Grammar balancing issue

Question

Is it possible to force Boost.Spirit Qi to behave in such way, that generated grammar would be adjustable in compliance with some runtime-calculable conditions/rules/rates? For example, the input consists of language constructs, that cause the different alternatives during parsing, some more frequently, others -- less. But the order of the alternatives affects on the efficiency, i.e. runtime optimality of the grammar. In some cases it is impossible to determine in advance which alternative will be chosen more often in the case of arbitrary input (which may be strongly clustered).

I know that it is possible to append symbols to qi::symbols at runtime, but similar behavior would be desirable for some other parsers.

sehe · Answer 1 · 2013-12-31T04:37:06.413

You sadly forgot (?) to include a sample grammar. So I made up my own. It parses a language like this:

begin
    declare x : int;
    declare y : string;

    let x = 42;
    let y = "Life the universe and everything";

    for(ch : y)
    begin
        if (call is_alpha(ch))
        begin
            declare z : string;
            let z = call to_upper(ch);
            call print(z);
        end; 
        else call print("?");
    end;
end;

Now. You may notice that each "language construct" (as you refer to it in the OP) has an introducing keyword. This is on purpose.
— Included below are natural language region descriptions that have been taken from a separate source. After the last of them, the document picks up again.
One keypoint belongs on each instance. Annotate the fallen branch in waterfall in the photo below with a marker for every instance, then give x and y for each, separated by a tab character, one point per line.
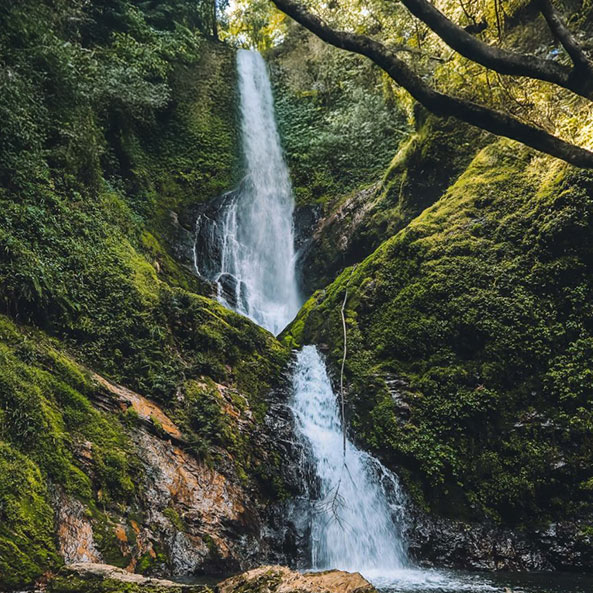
344	352
335	500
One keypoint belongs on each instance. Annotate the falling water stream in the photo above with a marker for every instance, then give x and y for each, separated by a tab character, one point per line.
245	245
255	267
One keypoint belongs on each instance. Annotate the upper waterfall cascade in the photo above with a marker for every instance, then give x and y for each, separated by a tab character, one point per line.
251	238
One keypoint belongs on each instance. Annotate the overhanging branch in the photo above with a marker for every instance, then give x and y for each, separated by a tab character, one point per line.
439	103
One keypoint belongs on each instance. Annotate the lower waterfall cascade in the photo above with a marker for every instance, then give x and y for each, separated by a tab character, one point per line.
356	523
358	514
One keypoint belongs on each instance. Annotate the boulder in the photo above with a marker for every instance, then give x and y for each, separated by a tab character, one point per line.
103	578
279	579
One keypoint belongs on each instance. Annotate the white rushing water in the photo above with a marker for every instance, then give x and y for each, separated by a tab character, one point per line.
256	274
245	243
358	519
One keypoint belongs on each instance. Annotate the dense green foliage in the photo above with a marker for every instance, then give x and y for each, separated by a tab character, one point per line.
340	124
117	118
482	305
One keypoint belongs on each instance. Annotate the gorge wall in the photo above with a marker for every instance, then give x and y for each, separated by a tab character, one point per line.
144	425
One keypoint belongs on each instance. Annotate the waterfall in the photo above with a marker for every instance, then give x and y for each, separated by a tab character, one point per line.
358	519
253	259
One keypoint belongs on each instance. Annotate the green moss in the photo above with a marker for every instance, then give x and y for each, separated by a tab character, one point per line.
27	545
481	304
77	584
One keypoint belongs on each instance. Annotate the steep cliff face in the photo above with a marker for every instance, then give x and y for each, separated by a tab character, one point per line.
353	226
469	347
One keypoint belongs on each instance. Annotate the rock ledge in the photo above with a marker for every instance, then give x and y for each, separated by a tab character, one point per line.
279	579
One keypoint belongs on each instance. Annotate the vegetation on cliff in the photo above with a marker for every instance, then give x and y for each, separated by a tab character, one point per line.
116	119
469	343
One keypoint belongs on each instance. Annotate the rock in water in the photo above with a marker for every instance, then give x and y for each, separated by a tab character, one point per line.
103	578
279	579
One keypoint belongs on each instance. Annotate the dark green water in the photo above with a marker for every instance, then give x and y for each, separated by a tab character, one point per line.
444	581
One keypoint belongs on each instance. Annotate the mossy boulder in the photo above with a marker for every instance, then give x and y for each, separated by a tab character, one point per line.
481	308
103	578
279	579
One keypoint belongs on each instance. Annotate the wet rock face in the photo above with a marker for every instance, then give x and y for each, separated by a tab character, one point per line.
279	579
103	578
188	517
287	524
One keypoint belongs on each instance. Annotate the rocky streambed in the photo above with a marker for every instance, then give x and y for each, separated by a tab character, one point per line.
103	578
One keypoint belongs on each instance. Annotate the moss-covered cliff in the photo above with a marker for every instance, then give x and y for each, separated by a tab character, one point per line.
115	123
469	344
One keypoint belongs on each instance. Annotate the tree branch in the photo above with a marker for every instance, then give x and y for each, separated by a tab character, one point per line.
439	103
566	38
501	60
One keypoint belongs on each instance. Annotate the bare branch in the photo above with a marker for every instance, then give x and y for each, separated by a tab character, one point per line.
439	103
566	38
501	60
Because, now, we can use qi::symbols with these introducer keywords to dispatch rules (this is known as the Nabialek trick):

// let's have some language constructs
feature_vardecl    = identifier >> ':' >> type >> ';';
feature_assignment = identifier >> "=" >> expression >> ';';
feature_block      = *statement >> kw["end"] >> ';' | statement;
feature_forloop    = '(' >> identifier >> ':' >> identifier > ')' >> statement;
feature_func_call  = invocation > ';';
feature_if         = ('(' > expression > ')' > statement) >> (kw["else"] > statement);

language_constructs.add
    ("declare", &feature_vardecl)
    ("let",     &feature_assignment)
    ("begin",   &feature_block)
    ("if",      &feature_if)
    ("for",     &feature_forloop)
    ("call",    &feature_func_call);

You can see, we store the address of the corresponding grammar rule as the value in the dictionary. Now, we employ the Nabialek trick (uses qi::_a local to invoke the subrule):

statement  = 
      (kw[language_constructs] [ qi::_a = qi::_1 ] > qi::lazy(*qi::_a))
    | (expression > ';');

If you wanted a more 'lightweight' grammar, you'd simply remove some features:

language_constructs.add
    ("let",     &feature_assignment)
    ("begin",   &feature_block)
    ("call",    &feature_func_call);

You could even dynamically add features to the language_constructs in response to input (e.g. a version identifier in the input, or just when parsing failed). I'm not sure whether this would be a good idea, but... it's all possible.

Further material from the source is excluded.